Роб кивнул: — Это мой дом.
После ужина он посидел часок на веранде с матерью, Хатчем и Риной, а затем извинился и пошел наверх в свою старую комнату, перешедшую по наследству Хатчу, — сейчас там стояли две кровати. Он подошел к столу, зажег настольную лампу, мгновенно превратившуюся в обогреватель, нашел блокнот Хатча и сел писать письмо — ему не терпелось излить все, что накопилось в душе за последние два дня, сообщить все, что удалось узнать, рассказать о возникших возможностях.
6 июня 1944 г.
Доехал я благополучно, правда, завернул сперва к Сильви, чтобы собраться окончательно с духом, и кончил тем, что заночевал у нее, о чем дома умолчал. Соврал, что машина поломалась. Больших перемен ни в ком не обнаружил, кроме Хатча; сказывается возраст, из всех возрастов самый трудный. Когда мне было четырнадцать лет, я утром и на ночь молился, чтобы бог подал мне какой-нибудь знак, что претерпеваемые мной муки — его святая воля. А в общем-то, претерпевать мне — как я теперь вижу — ничего особенного не приходилось, просто полное отсутствие пищи для ума и сердца и никаких надежд на то, что я когда-нибудь кому-нибудь понадоблюсь (Рины, терпеливо ожидавшей, я просто не замечал). Впоследствии на мою долю выпадали испытания и пострашней, чему ты была очевидцем, страшнее потому, что я причинял другим настоящее зло, понимая, что причинил его и что оно уже неисправимо… но с тех пор как я стал взрослым, предательская надежда сгладила все, да еще сознание, что все проходит, что уж тело-то, во всяком случае, не подведет и доставит меня в целости и сохранности в завтрашний день. А вот Хатч пока что в этом не уверен. У него, видишь ли, нет доказательств. И трудно сказать — сможет ли кто-нибудь помочь ему? Способен ли я, или мама, или Грейнджер, или ты сказать или сделать что-то, что дало бы ему то, чего так не хватало нам с тобой, — надежду. Ведь как раз отсутствие надежды в момент, когда мы нуждались в ней больше всего, и завело нас в тупик, в котором мы оказались вчера утром — вспомни мой сон, твой ультиматум. И я хочу попытаться помочь Хатчу. Для меня это последняя возможность выплатить хотя бы некоторые из моих застарелых долгов, среди которых и долг тебе. Может, ты дашь свое согласие на это, может, ради этого немного подождешь?

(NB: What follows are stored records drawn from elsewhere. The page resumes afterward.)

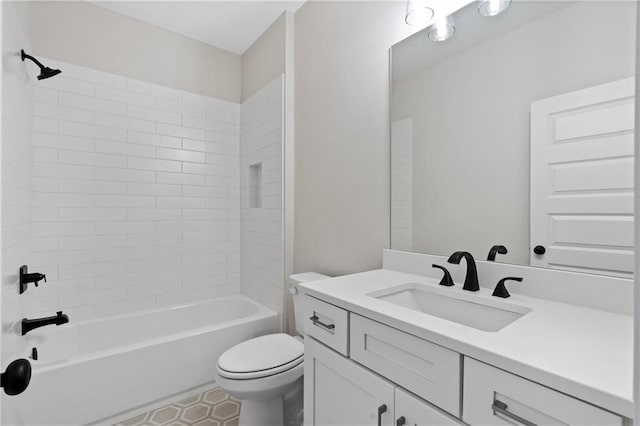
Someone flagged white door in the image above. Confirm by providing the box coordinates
[531,78,634,277]
[396,388,464,426]
[304,337,394,426]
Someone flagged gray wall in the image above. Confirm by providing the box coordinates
[241,13,286,101]
[392,2,635,264]
[294,1,412,274]
[26,1,241,102]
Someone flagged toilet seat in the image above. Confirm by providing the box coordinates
[216,333,304,380]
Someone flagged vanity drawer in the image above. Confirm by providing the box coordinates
[462,357,624,426]
[350,313,461,417]
[304,296,349,356]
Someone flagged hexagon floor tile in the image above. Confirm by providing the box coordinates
[116,387,240,426]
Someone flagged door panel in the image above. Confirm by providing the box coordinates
[304,337,394,426]
[530,78,635,277]
[396,388,464,426]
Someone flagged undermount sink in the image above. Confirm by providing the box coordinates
[368,283,531,331]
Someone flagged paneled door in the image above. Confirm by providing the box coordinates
[530,78,635,277]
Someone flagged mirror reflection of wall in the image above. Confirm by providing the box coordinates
[391,1,636,276]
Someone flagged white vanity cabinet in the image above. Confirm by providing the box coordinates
[304,338,462,426]
[463,357,625,426]
[304,295,631,426]
[304,338,395,426]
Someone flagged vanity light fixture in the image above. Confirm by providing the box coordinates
[429,15,456,41]
[404,0,434,26]
[478,0,511,16]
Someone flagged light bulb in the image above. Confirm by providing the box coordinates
[404,0,433,26]
[429,15,456,41]
[478,0,511,16]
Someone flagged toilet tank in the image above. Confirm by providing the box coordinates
[289,272,331,336]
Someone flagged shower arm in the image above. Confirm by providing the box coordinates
[20,50,45,69]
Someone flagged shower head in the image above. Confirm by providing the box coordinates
[20,50,62,80]
[38,67,62,80]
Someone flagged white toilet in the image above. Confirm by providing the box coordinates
[216,272,329,426]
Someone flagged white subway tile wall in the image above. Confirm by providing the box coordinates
[240,76,285,313]
[27,59,245,321]
[2,4,34,362]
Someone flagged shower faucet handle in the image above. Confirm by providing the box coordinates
[19,265,47,294]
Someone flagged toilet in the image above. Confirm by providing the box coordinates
[216,272,329,426]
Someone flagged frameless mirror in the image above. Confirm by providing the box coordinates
[391,0,636,277]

Чтобы написать это, ему понадобилось полчаса. Он положил ручку и выключил раскаленную лампу, собираясь посидеть немного в темноте и подумать, но тут услышал, как открылась затянутая сеткой дверь на веранду, шаги в коридоре, шаги по лестнице — Хатч. Роб остался сидеть в темноте, выжидая.

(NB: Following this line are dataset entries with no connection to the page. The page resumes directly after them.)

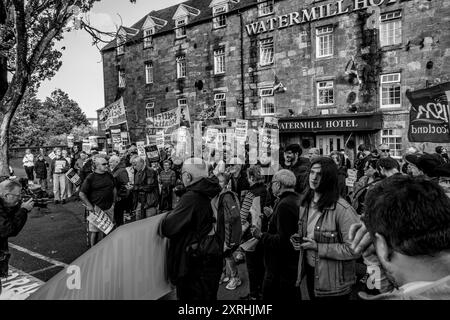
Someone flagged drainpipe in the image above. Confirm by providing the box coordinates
[239,11,245,119]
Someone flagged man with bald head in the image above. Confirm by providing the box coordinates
[0,179,34,293]
[161,158,223,301]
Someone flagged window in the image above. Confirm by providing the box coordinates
[260,88,275,115]
[259,38,273,66]
[214,93,227,118]
[214,48,225,74]
[380,73,401,108]
[145,62,153,84]
[144,28,155,48]
[175,18,187,39]
[380,11,402,47]
[258,0,274,17]
[119,70,126,88]
[145,102,155,119]
[177,56,186,79]
[116,35,125,56]
[317,81,334,106]
[213,5,228,29]
[381,129,403,158]
[316,27,334,58]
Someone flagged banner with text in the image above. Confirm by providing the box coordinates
[406,82,450,143]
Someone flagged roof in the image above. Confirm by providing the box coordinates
[101,0,257,52]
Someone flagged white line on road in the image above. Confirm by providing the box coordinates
[9,242,68,267]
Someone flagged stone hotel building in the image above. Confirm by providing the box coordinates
[102,0,450,157]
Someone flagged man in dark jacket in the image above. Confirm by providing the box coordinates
[0,179,34,294]
[161,158,223,301]
[131,156,159,220]
[282,144,311,193]
[252,170,301,302]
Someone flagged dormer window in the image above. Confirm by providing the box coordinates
[175,18,187,39]
[116,34,125,56]
[144,28,155,48]
[213,4,228,29]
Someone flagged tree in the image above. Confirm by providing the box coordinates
[0,0,135,175]
[10,89,89,146]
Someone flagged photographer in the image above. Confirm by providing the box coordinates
[0,180,34,293]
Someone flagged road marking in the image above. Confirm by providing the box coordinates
[28,265,62,275]
[9,242,68,267]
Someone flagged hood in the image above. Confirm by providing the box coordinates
[186,177,222,199]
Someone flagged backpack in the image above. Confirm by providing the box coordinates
[219,191,242,251]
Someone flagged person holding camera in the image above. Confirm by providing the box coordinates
[0,179,34,294]
[252,169,301,302]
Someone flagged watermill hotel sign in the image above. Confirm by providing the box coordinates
[245,0,399,36]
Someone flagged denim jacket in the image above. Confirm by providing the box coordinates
[297,198,359,297]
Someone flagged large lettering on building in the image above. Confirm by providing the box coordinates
[406,82,450,143]
[245,0,399,36]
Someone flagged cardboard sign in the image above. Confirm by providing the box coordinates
[145,144,159,162]
[87,206,114,234]
[345,169,358,188]
[66,169,81,187]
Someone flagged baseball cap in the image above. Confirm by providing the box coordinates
[405,153,444,177]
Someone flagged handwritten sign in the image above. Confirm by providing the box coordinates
[98,97,127,130]
[87,206,114,234]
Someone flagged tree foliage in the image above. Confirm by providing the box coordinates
[10,89,89,147]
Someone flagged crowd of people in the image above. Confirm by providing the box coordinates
[161,144,450,301]
[6,144,450,302]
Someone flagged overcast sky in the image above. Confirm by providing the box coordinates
[38,0,183,118]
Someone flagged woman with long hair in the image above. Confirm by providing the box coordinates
[291,157,359,300]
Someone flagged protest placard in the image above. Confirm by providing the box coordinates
[87,206,114,234]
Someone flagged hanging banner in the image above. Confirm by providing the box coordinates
[136,141,145,157]
[98,97,127,131]
[236,119,248,142]
[29,214,172,301]
[406,82,450,143]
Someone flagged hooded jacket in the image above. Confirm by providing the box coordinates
[161,178,221,284]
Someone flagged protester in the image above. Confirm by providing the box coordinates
[161,158,224,301]
[435,146,450,163]
[109,155,133,227]
[80,155,116,247]
[130,155,159,220]
[62,149,74,198]
[330,151,348,199]
[240,165,270,300]
[159,160,177,211]
[350,175,450,300]
[252,170,301,302]
[283,144,310,193]
[51,149,70,204]
[34,154,48,191]
[217,174,242,290]
[379,143,391,159]
[22,149,34,183]
[308,148,320,161]
[228,157,250,204]
[293,157,359,300]
[405,153,445,177]
[0,179,34,294]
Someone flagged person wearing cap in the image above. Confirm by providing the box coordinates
[435,146,450,163]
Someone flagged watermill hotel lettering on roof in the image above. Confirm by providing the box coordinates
[102,0,450,157]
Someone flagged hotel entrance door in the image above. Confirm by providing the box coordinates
[316,136,345,156]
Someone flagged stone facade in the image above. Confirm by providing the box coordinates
[102,0,450,156]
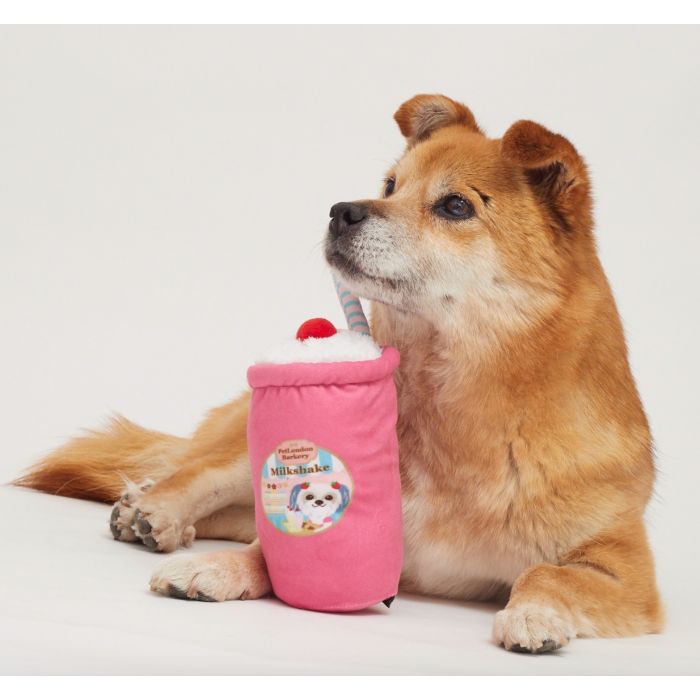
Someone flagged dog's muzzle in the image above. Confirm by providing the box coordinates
[328,202,369,239]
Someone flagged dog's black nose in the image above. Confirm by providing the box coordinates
[328,202,369,236]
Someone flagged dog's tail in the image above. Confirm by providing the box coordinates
[13,416,189,503]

Хатч остановился на пороге, вглядываясь в темную комнату, но свет из нижнего коридора не доставал до стола; он спросил: — Ты где?
Тишина.
— Роб! (Хатч редко называл его «пана», слишком редко видел его. Для него, как и для Рины с Сильви, он был молодым человеком, редким гостем, подолгу в их доме не засиживавшимся.)
Роб не отвечал, хотя поскрипывания стула под его тяжестью и его дыхания не заглушал Евин голос, доносившийся снизу через окошко. Он вовсе не собирался дразнить или пугать сына, просто ждал, не придет ли в голову что-нибудь поостроумней, чем «Здесь!» или «Даю отставку Мин».

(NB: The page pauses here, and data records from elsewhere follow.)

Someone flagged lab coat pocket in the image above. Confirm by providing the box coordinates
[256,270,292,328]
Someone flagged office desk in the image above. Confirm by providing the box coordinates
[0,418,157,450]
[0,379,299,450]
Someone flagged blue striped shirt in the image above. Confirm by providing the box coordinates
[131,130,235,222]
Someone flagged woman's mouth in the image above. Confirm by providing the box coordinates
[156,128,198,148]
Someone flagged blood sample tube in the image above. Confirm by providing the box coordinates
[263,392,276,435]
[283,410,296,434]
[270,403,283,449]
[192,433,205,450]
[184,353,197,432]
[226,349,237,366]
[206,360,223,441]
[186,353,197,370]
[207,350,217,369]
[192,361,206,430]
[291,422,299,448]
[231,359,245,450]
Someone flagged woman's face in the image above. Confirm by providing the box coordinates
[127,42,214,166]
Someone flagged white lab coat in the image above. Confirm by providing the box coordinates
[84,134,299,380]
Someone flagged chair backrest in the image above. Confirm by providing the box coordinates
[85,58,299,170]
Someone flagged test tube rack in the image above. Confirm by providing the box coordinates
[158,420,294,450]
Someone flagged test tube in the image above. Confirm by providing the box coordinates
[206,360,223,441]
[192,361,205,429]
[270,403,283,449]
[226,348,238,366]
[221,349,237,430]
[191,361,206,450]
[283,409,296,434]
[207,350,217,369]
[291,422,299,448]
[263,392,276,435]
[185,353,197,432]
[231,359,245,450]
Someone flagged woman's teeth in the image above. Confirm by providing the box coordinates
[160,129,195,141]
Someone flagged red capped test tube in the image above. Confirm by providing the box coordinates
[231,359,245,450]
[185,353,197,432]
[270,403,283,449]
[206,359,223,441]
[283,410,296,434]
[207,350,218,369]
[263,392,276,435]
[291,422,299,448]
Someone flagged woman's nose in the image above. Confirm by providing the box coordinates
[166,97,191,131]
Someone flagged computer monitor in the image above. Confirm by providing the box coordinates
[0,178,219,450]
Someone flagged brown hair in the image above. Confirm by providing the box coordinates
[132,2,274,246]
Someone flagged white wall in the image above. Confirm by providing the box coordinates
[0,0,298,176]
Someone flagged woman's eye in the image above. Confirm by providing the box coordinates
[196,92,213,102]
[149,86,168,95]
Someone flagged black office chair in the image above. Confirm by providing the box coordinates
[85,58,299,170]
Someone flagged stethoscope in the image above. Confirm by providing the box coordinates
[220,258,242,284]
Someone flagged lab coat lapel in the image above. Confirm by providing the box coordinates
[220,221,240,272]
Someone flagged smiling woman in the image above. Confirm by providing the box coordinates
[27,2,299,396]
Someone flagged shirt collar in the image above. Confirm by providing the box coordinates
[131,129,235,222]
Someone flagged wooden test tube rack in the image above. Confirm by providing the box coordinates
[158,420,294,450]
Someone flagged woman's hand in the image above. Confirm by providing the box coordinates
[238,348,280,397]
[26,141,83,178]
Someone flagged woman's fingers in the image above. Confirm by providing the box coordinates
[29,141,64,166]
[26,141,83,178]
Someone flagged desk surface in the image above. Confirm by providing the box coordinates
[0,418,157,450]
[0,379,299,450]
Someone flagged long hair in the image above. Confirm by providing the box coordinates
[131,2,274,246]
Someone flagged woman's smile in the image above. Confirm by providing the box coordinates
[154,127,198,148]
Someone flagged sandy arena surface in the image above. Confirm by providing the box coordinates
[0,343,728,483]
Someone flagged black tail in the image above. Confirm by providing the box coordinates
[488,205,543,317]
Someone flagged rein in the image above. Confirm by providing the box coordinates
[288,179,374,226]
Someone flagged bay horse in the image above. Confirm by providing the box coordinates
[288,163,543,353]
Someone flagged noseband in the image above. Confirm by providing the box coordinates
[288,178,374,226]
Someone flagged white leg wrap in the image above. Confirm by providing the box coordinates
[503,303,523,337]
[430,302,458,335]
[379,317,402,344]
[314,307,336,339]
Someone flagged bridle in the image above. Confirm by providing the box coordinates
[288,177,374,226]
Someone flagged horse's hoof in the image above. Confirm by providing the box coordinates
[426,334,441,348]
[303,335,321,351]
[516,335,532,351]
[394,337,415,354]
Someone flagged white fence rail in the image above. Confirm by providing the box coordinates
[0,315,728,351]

Хатч пошел вперед через прогретую темноту длинной комнаты (хотя Роб знал, что раньше он боялся темноты). Остановился в изножье собственной кровати, пощупал — привычная металлическая спинка, — пошел дальше, пока рука его не коснулась отца.
— Ты должен был отозваться, — сказал он, не снимая руки с плеча Роба, серьезно, но дружелюбно.
— Здравствуй! — сказал Роб. — Расскажи мне, кто ты такой?
Хатч застыл на месте (теперь Роб видел его силуэт, смутно вырисовывавшийся на фоне темного окна). — Был когда-то твоим сыном, — сказал он. Сказал, сам того не желая.
Правая рука Роба разжалась и потянулась к Хатчу. — На это я рассчитывал и продолжаю рассчитывать. Если ошибаюсь, скажи.
— А какая тебе разница?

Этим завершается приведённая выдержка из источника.